100 Jahre Weimarer Reichsverfassung

70 Jahre Grundgesetz

30 Jahre Friedliche Revolution


Mit dem Ende des ersten Weltkriegs in Europa sollte eine neue Zeit anbrechen. Die Revolution, die im November 1918 durch den Kieler Matrosenaufstand begann und die schließlich das Ende der Monarchie in Deutschland herbeiführte, läutete die Wandlung des deutschen Staates zu einer parlamentarischen Demokratie ein. Dabei war diese Entwicklung selbst kurz vor dem Zusammentritt der Nationalversammlung in keiner Weise zwingend: „Alle Macht den Räten!“ stand genauso im Raum wie die Forderung der Wiedereinsetzung der Hohenzollern und damit der Monarchie selbst.
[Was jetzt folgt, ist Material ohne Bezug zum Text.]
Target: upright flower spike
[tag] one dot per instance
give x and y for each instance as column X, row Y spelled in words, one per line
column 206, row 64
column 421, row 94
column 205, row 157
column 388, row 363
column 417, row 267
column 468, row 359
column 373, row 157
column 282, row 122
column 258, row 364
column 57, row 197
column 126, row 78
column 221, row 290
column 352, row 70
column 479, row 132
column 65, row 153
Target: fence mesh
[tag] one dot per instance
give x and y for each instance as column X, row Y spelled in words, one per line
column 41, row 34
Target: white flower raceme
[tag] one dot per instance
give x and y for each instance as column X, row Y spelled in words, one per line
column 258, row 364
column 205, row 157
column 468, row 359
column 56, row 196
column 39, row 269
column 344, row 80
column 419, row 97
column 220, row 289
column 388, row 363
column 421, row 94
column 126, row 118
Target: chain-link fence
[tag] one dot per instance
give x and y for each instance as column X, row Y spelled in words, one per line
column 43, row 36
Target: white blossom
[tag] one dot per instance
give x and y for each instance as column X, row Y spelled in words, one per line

Dennoch trat im Februar 1919 die Nationalversammlung im thüringischen Weimar zusammen und erschuf die erste demokratische Verfassung, die die Macht weder einem Kaiser noch einer bestimmten Klasse zusprach, sondern dem Volk: „Die Abgeordneten werden in allgemeiner, gleicher, unmittelbarer und geheimer Wahl von den über zwanzig Jahre alten Männern und Frauen nach den Grundsätzen der Verhältniswahl gewählt.“ (Art. 22 Abs. 1 Satz 1 Weimarer Reichsverfassung)
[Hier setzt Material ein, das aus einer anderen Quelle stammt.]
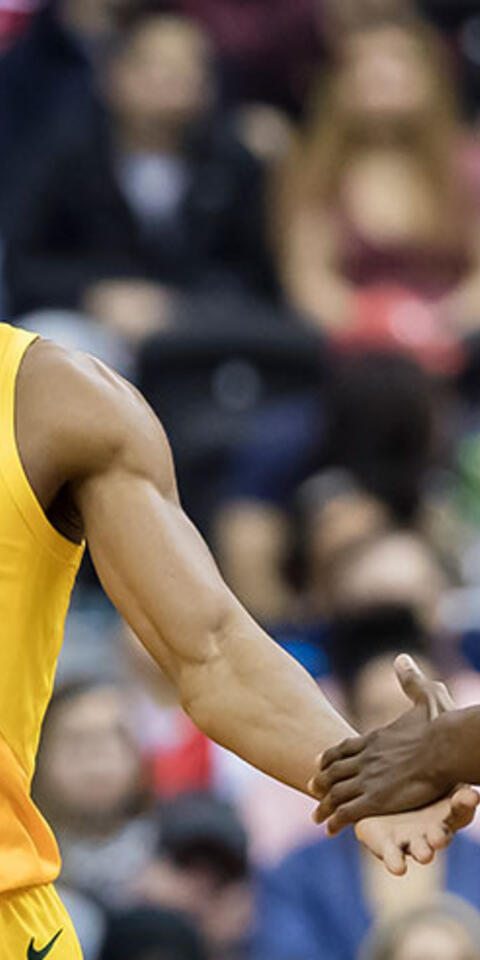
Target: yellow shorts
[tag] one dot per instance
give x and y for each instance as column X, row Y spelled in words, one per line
column 34, row 925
„Es gibt viele gute Gründe, die Leistungen der ersten deutschen Demokratie und ihr heute vergessenes Erbe zu würdigen, die die Strukturen der Bundesrepublik viel stärker geprägt haben, als uns heute bewusst ist.“1

Die Weimarer Reichsverfassung installierte ein System von Grundrechten, wie etwa der Meinungs- und Versammlungsfreiheit, führte das Frauenwahlrecht ein und beendete die monarchistische Herrschaftsform. Die Weimarer Republik wurde als res publica, die Sache, die alle angeht, gegründet. Grundlegende Werte der Weimarer Reichsverfassung gelten uns noch heute als selbstverständlich: Demokratie, ein moderner Sozialstaat und die Gleichberechtigung von Mann und Frau. Die Verfassung von Weimar hatte viele Hoffnungen auf eine friedliche und freiheitliche Gesellschaft geweckt. Aus verfassungsrechtlicher Sicht ist man sich heute einig, dass der Aufstieg und die Machtübernahme der Nationalsozialisten unter anderem auch auf entscheidende Schwächen der Weimarer Verfassung zurückzuführen sind. Dennoch ist die Weimarer Reichsverfassung kein dunkles und abschreckendes Beispiel eines Versuchs einer demokratischen Gesellschaft, sondern vielmehr ein wichtiger Baustein der parlamentarischen und demokratischen Entwicklung Deutschlands.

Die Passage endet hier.